Originally posted on CaringBridge: December 18, 2018, Updated 7/20/25
They told me it would hurt “like a mother.” That this needle would break me. They didn’t tell me how much love would show up in the waiting. Or that I’d cry in reindeer slippers and still feel like a badass.
Biopsy Day. The day they dig into your flesh looking for answers. The day you sit in a cold room, crying but not alone.
I expected pain. The kind that makes your eyes water and your hands clench the table. But lidocaine—God bless that stingy miracle—came to the rescue. I didn’t even feel the monster syringe that went in to suck out the bad stuff.
Moe, my tech, was gentle. Dr. Rassman, precise.
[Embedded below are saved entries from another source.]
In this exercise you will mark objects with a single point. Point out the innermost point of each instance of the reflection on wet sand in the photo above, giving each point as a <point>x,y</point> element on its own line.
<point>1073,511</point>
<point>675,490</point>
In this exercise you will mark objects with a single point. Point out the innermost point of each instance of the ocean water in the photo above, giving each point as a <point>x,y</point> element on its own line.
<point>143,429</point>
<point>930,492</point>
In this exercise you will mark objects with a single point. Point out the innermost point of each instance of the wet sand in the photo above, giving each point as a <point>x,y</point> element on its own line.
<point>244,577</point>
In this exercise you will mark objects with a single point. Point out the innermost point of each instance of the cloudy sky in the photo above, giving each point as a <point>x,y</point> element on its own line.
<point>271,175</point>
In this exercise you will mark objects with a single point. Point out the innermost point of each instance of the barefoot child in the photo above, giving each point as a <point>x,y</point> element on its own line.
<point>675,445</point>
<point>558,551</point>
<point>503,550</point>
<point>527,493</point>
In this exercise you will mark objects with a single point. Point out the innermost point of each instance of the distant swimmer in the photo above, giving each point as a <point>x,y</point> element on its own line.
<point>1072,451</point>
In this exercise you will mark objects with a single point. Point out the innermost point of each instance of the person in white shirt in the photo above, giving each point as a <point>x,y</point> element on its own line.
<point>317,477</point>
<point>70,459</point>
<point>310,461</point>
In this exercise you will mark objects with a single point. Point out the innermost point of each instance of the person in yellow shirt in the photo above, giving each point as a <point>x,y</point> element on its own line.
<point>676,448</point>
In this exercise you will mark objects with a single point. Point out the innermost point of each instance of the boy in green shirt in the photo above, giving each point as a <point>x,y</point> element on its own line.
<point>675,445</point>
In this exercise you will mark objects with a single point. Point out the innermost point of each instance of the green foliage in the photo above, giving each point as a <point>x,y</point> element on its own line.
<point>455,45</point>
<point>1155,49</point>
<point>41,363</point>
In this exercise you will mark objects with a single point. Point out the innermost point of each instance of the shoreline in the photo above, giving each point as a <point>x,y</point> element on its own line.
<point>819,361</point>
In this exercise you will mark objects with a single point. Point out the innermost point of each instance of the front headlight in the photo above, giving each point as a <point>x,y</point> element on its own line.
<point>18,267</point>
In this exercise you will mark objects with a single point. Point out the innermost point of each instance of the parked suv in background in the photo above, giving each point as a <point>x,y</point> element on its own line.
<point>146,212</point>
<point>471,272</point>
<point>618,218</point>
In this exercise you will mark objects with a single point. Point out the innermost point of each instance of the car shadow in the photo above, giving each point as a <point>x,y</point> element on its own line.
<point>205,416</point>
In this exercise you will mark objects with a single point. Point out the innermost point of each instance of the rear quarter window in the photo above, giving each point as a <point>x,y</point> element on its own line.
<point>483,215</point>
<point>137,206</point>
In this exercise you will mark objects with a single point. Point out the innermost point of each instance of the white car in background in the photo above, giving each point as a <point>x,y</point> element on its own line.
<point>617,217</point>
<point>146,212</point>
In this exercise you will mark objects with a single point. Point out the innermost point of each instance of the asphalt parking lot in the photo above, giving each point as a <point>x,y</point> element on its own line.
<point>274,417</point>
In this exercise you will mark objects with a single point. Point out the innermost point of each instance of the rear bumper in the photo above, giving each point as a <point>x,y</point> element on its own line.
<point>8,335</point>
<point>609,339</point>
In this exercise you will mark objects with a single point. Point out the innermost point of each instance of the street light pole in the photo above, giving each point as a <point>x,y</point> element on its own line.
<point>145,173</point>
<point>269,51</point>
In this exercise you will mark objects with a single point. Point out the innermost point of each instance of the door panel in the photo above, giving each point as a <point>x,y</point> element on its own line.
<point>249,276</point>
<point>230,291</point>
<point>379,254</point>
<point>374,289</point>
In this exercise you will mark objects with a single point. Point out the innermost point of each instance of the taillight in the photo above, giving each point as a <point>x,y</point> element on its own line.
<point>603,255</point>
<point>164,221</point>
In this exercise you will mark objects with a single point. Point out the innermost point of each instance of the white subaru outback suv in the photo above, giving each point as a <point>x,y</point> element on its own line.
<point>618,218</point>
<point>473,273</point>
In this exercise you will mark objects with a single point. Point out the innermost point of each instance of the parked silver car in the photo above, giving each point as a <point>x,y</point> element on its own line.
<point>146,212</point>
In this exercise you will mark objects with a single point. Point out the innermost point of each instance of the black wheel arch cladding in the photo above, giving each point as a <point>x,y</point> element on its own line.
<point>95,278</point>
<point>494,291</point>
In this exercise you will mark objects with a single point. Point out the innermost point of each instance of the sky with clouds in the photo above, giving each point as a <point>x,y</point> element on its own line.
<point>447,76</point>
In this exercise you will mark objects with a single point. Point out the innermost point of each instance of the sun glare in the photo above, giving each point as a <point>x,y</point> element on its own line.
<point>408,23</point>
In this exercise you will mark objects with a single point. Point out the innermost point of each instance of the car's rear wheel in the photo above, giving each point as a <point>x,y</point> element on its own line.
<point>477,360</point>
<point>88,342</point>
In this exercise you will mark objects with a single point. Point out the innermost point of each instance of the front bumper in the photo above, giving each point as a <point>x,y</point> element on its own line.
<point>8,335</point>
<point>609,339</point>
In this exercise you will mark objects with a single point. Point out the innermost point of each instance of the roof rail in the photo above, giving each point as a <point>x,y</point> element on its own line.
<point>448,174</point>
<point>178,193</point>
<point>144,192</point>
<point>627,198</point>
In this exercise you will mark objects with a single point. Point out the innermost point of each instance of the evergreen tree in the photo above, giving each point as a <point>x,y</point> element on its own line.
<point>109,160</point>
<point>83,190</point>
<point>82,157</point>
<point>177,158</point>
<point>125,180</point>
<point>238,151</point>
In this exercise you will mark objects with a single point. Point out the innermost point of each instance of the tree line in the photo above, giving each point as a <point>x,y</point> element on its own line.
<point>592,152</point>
And no one flinched when I shook and cried like I was cracking open.
There was a moment—hopeful, almost naive—when I believed the lump might be fighting back. I imagined it as brave tissue, standing its ground against the invader. But nope. The whole damn gang was bad. Not a freedom fighter in the mix.
Still, I refuse to be reduced to rogue cells. I’m more than a mammogram. And this breast cancer? It better know I don’t go down easy.
Now we wait. 48 hours. Results come Thursday. Until then, I’ve got chicken nuggets to sling and houses to sell. Life doesn’t pause, and neither do I.
One more thing: If you’re Googling breast lump symptoms, let me save you some time—nowhere does it say “feels like a jellyfish from hell.” Mine did. Painful, irregular, and insistent. It was my body screaming, “Go now.” And I’m so grateful I listened.
But here’s the truth: I didn’t get through the day because I’m strong. I got through it because love showed up—arms full of pink champagne, wine, and Angelo’s pizza. I’ve got a whole damn village, and no treatment is stronger than love. So yeah, I win.
(And yes, I wore my reindeer slippers. I regret nothing.)

Sometimes your body throws a tantrum because it knows you’re not listening. Sometimes love shows up with carbs and carbs save you. And sometimes bravery looks like crying while they stick you with a needle—and not apologizing for it.
Letter to Self
Dear Me,
You did it. You walked in scared and walked out with reindeer slippers and a village wrapped around you. Don’t forget how brave you are, even when your hands shake. Don’t forget how love carried you, even when your strength felt small. You’re more than your results. You’re more than your breasts. You are light, grit, and heart.